Lab 7: Normal Distribution and t-distribution

Learning Objectives

Become comfortable using Normal and t-distributions for statistical inference.
Learn how to construct confidence intervals and perform tests using the t.test() and prop.test() functions in R.
Compare simulation and formula-based methods of inference.
Understand that a test for a difference in (means, proportions) may be significant even when confidence intervals for the individual groups overlap.
Compute confidence intervals and tests for paired data using t.test()

In completing the exercises for today’s lab, it will be helpful to have the formula’s from the book handy. For future reference, they are also included on Canvas under Lab 7: Normal Distribution and t-distribution.

Inference for Proportions

Eggshell Removal in Black-headed Gulls

Tinbergen and his collaborators designed a series of experiments to explore hypotheses for why birds dispose of their eggs after hatching. Here, we will consider the data from one such experiment (aimed at exploring whether disposing of eggshells reduces predation risk).
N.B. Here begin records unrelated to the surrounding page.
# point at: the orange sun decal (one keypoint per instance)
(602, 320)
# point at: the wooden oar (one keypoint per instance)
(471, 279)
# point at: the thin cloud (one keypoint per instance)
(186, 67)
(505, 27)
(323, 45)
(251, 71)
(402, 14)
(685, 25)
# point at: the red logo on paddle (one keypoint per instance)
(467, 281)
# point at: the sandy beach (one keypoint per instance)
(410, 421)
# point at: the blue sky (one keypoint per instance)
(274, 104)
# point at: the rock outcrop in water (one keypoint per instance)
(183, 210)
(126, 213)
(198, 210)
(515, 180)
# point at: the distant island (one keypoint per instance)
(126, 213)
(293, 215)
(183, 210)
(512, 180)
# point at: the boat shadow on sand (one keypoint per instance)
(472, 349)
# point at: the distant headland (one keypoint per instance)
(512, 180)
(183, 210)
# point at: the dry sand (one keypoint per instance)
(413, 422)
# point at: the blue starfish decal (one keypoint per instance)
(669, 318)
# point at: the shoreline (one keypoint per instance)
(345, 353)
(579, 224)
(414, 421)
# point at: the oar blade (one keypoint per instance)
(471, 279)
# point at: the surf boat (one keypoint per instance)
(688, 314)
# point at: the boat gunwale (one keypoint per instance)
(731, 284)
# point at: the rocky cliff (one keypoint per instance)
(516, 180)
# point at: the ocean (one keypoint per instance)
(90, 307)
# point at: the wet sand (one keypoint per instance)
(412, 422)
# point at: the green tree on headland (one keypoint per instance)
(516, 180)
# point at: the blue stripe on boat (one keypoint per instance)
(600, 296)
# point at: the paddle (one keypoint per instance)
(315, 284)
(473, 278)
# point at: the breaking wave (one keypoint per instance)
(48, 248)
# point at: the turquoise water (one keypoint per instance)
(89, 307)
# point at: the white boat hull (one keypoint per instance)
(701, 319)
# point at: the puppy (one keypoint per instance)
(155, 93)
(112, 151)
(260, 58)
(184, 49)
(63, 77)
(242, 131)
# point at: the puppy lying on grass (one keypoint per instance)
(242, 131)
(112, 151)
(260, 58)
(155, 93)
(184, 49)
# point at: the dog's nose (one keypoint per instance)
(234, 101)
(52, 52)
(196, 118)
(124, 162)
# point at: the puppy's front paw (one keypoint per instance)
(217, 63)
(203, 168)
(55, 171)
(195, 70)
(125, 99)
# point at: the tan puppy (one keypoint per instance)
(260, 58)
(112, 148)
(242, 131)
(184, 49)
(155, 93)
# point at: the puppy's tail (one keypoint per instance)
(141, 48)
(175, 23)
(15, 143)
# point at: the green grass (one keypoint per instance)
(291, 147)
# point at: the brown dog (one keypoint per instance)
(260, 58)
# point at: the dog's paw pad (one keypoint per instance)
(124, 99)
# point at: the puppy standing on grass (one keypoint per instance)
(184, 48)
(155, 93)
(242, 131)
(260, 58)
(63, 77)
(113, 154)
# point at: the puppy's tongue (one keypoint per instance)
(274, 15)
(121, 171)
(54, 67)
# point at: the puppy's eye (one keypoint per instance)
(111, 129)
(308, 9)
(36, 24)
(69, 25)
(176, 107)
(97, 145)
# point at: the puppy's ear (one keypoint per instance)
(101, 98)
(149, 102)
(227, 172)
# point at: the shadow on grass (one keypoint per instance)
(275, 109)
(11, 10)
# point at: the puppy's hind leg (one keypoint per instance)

Tinbergen et al. laid out Black-headed Gulls’ eggs - with or without an eggshell nearby. They then recorded the number of eggs that were found by predators in each of the two treatment groups.

Picture of Nikolaas Tinbergen. — Nikolaas Tinbergen

We want to test if the presence of an eggshell nearby increases the probability that the eggs will be discovered by predators using the following data:

	Not Predated	Predated	Total
Nest with shell	13	39	52
Nest without Shell	47	13	60
Total	60	52	112

Lab Exercises: Proportions

Because there are at least 10 responses in cell of the table, we can use the normal approximation to conduct our hypothesis test. First, we will calculate everything “by hand.” I.e., you will use the formula sheet from class, along with xpnorm, xqnorm, xpt, and xqt to calculate p-values and confidence intervals using the normal and t-distributions. We will also use R as a calculator along the way. As we work through the calculations, it is best to assign names to the different quantities so we can use these quantities in later calculations.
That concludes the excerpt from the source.